# Vegan Gumbo



## powerplantop (Aug 5, 2017)

INGREDIENTS

Roux and veggies
1 cup oil
7 oz flour all purpose
1/2 cup celery chopped
3/4 cup onion diced
3/4 cup bell pepper chopped
1/2 cup green onions chopped
4 cloves garlic chopped

"meat" and seasoning
11 oz gluten Mi Can
14 oz Tofu Andouille
3 Tablespoons  oil
1 Tablespoon Cajun Seasoning Your favorite brand
4 cups vegetable broth
1 can corn 1 15.25 oz can
4 cups Water
1 teaspoon  salt
1 teaspoon  gumbo file
1/2 teaspoon cayenne pepper ground

INSTRUCTIONS
Add 1 Cup of oil and 7oz of flour to a large glass container mix and heat in the microwave for five minutes. Mix and heat again for one minute. Continue doing this a few times until you get close to the color you want then go 30 seconds at a time. When get the color you want add 2 cups of trinity (onion, celery and bell pepper) to sweat the veggies and stop the roux from cooking.

Brown the gluten and sausages in oil on medium high heat.

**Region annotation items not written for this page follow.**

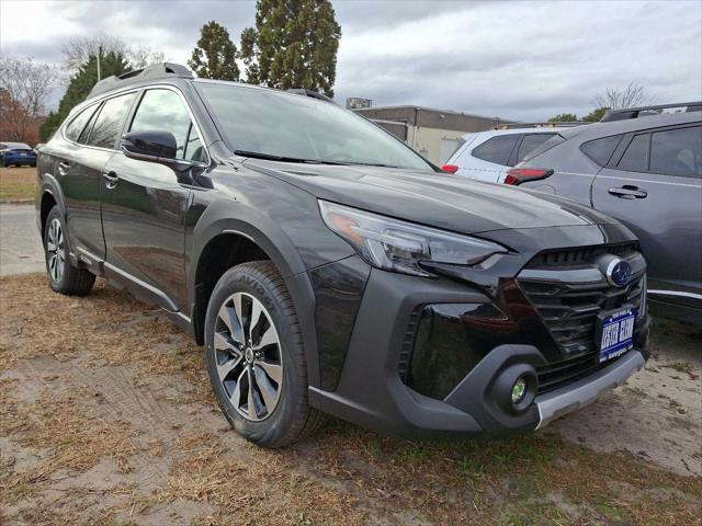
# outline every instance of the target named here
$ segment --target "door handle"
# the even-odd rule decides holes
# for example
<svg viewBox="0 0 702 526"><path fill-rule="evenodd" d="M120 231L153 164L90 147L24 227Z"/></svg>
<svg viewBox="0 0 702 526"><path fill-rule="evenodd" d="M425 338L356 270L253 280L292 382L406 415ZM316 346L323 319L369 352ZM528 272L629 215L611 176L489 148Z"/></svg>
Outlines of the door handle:
<svg viewBox="0 0 702 526"><path fill-rule="evenodd" d="M612 187L608 192L622 199L644 199L648 196L648 192L638 186L625 184L624 186Z"/></svg>
<svg viewBox="0 0 702 526"><path fill-rule="evenodd" d="M120 181L120 178L117 176L116 172L103 172L102 179L105 180L105 186L107 187L107 190L114 188L117 185L117 182Z"/></svg>
<svg viewBox="0 0 702 526"><path fill-rule="evenodd" d="M68 173L68 169L70 168L70 163L66 161L61 161L58 163L58 174L65 176Z"/></svg>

Add 4 cups vegetable stock, sausages, corn, cajun seasoning and roux to a large pot on high heat. Stir to combine and bring to a boil.

Shred the gluten.

To the pot add enough water to archive the consistency you want. I used 4 Cups.

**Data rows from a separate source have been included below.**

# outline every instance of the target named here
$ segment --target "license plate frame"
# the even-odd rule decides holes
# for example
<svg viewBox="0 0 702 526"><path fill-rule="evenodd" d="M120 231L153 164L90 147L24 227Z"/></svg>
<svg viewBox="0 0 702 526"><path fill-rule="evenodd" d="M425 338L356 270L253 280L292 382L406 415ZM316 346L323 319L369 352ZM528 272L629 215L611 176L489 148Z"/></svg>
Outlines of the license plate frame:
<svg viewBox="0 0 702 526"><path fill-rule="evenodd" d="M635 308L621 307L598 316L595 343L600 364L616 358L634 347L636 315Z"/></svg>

Add 1 teaspoon salt, 1 teaspoon gumbo file, and 1/2 teaspoon cayenne pepper bring to a slow boil and cook 10 minutes.

Printable recipe here: Vegan / Gout Friendly Gumbo


----------



## buckytom (Aug 5, 2017)

Now this could work.

Vegan meat substitues are notoriously horrible on their own, but in a rich, saucy dish like a gumbo? That's the way to go.

Thanks, p-pop.


----------



## powerplantop (Aug 5, 2017)

buckytom said:


> Now this could work.
> 
> Vegan meat substitues are notoriously horrible on their own, but in a rich, saucy dish like a gumbo? That's the way to go.
> 
> Thanks, p-pop.



Next time I might leave out the meat subs and load it up veggies. I think eggplant and mushrooms would help replace the meat.


----------



## Janet H (Aug 6, 2017)

As a starting place a good gumbo should have okra, imo.  Other veggies will deepen the flavor as well.  Consider adding some dense root veggies like rutabagas and parsnips to give it some "tooth".  While not a fan of meat substitutes in general, I would keep the addition of some veggie sausage (although might reduce the amount).  Somehow Gumbo just needs this...


----------